End-tidal gas concentrations were measured by gas analysers within the RespirAct Gen 3
used in this study (Thornhill Research Inc., Toronto, Canada). Within each subject folder
this information is provided in the following format. Firstly, a list of events 
(*_events.tsv) is provided with start and finish times in minutes. Secondly, breath by 
breath estimates (*_bbb.tsv) of end-tidal CO2 and O2 are provided alongside time in
minutes. Finally, the full raw data (*_raw.tsv) are provided alongside time in minutes
and the pressure change from a sampling tube at the mouth (Pmouth).

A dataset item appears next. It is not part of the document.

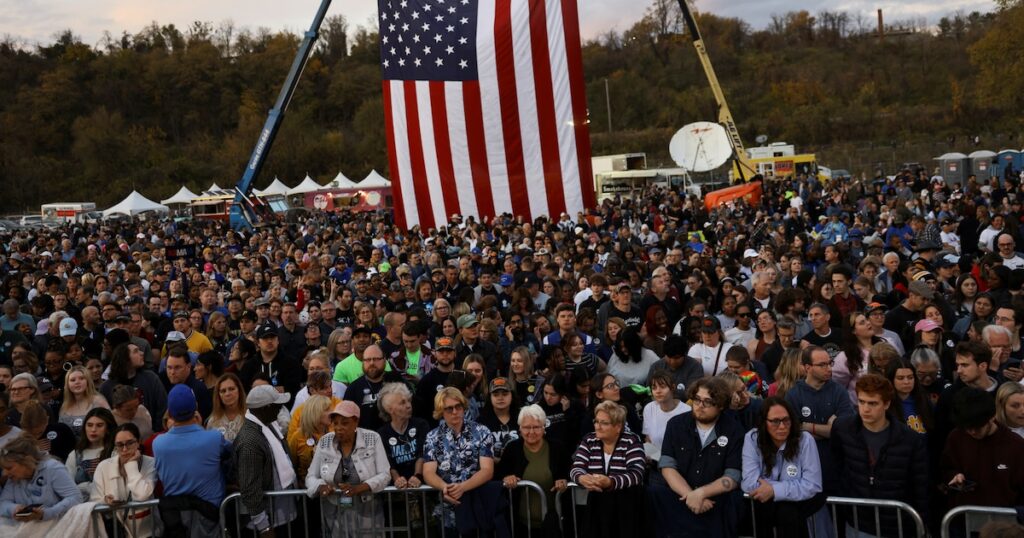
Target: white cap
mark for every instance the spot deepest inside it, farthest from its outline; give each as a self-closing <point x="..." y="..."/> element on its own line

Pre-scan physiological data

Prior to the scan basic physiological information was acquired (participants.tsv). This 
included pulse rate (PR), arterial oxygen saturation (spO2) and total haemoglobin 
concentration (spHb) all measured non-invasively using a Pronto-7 pulse oximeter 
(Masimo, California). The atmospheric pressure (Patm) at the time of the scan session was 
recorded for reference. Finally, the subjects self-reported weight (kg) and height (m) 
were recorded.

Full pulse sequence protcol

A PDF copy of the entire pulse sequence protocol is included for reference and includes 
parameters not included in BIDS metadata.

References

1. Spano VR, Mandell DM, Poublanc J, Sam K, Battisti-Charbonney A, Pucci O, Han JS, 
   Crawley AP, Fisher JA, Mikulis DJ. CO2 Blood Oxygen Level-dependent MR Mapping of 
   Cerebrovascular Reserve in a Clinical Population: Safety, Tolerability, and Technical 
   Feasibility. Radiology 2012;266:592–598. doi: 10.1148/radiol.12112795. 
2. Blockley NP, Driver ID, Francis ST, Fisher JA, Gowland PA. An improved method for 
   acquiring cerebrovascular reactivity maps. Magn. Reson. Med. 2010;65:1278–1286. 
   doi: 10.1002/mrm.22719.
3. Blockley NP, Griffeth VEM, Simon AB, Dubowitz DJ, Buxton RB. Calibrating the BOLD 
   response without administering gases: Comparison of hypercapnia calibration with 
   calibration using an asymmetric spin echo. Neuroimage 2015;104:423–429. 
   doi: 10.1016/j.neuroimage.2014.09.061.
4. Blockley NP, Stone AJ. Improving the specificity of R2' to the deoxyhaemoglobin content
   of brain tissue: Prospective correction of macroscopic magnetic field gradients. 
   Neuroimage 2016;135:253–260. doi: 10.1016/j.neuroimage.2016.04.013.